Je l’ai dit dans mon propos liminaire : je n’avais jamais autant entendu parler, dans une réunion de ministres européens, de culture stratégique commune ou d’autonomie stratégique, concepts qui, lorsque nous, Français, les évoquions, ne passaient pas forcément très bien. Je me réjouis donc de cette évolution mais, à présent, il faut agir.

Au cours des quatre dernières années, nous avons progressé dans la construction d’une Europe de la défense, laquelle nous sera bien utile pour faire face, dans de moins mauvaises conditions, aux défis à venir. L’enjeu est évidemment d’être capable d’agir ensemble, mais il existe un certain nombre de préalables. Nous devons disposer de capacités – j’y reviendrai – et pouvoir planifier d’éventuelles opérations. Il nous faut en effet développer une interopérabilité européenne. Celle-ci existe d’ores et déjà, dans le cadre de formats ad hoc : nous sommes présents dans le golfe arabo-persique pour assurer la sécurité du trafic maritime mais aussi au Sahel, avec la force Takuba. Mais, au-delà de l’interopérabilité, se pose la question de la volonté politique. C’est ainsi que, faisant preuve une fois encore de pragmatisme, nous avons développé des formats qui ne rassemblent que ceux qui partageaient cette volonté.

La présidence française de l’Union européenne doit permettre de franchir un cap, grâce à l’adoption, pour la première fois, d’une ambition stratégique pour l’Europe dans le domaine de la défense et de la sécurité : la Boussole stratégique. Je suis convaincue que l’élan provoqué par cette crise et l’ambition qui en résulte nous permettront de construire ce que le Président de la République avait dessiné lors de son discours de la Sorbonne : une Europe de la défense pragmatique, concrète et active. Nous continuerons d’œuvrer en ce sens lors de la présidence française, qui offre, à cet égard, une opportunité.

S’agissant de nos capacités aériennes, je tiens à préciser que les A330 MRTT qui ont été utilisés pour les rapatriements entre Abou Dhabi et Paris sont, pour certains, des avions ravitailleurs et, pour d’autres, des avions que nous avons commandés il y a un an dans le cadre du plan de relance, grâce aux décisions que nous avons prises tous ensemble.
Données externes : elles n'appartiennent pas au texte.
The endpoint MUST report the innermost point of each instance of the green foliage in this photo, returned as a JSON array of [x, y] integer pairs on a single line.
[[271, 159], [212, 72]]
Quant aux futures capacités d’avions-cargos, elles font l’objet de discussions au sein de l’Union européenne. Le retour d’expérience afghan doit nous conduire à examiner cette question avec une autre paire de lunettes.

Notre présence aux Émirats arabes unis s’est révélée fondamentale. Le dispositif était bien dimensionné. Nous avons joué des coudes dans un espace limité, mais qui nous a permis d’accomplir tout ce que nous avions besoin de faire. Nous avons bénéficié d’un très fort soutien des autorités émiriennes, que j’ai évidemment remerciées au nom de notre pays.

S’agissant de la coordination avec les puissances occidentales, on peut voir le verre à moitié vide ou à moitié plein. Cette coordination a eu lieu, mais elle demeure perfectible. Il est apparu un grand désir de solidarité et d’entraide entre les partenaires, mais dans une configuration assez peu organisée et planifiée. La manière dont nous travaillons ensemble peut donc être encore améliorée. Néanmoins, le résultat n’en a pas souffert : grâce à l’esprit de débrouillardise et de solidarité qui a animé chacun, nous avons pu faire tout ce qu’il était en notre pouvoir d’accomplir.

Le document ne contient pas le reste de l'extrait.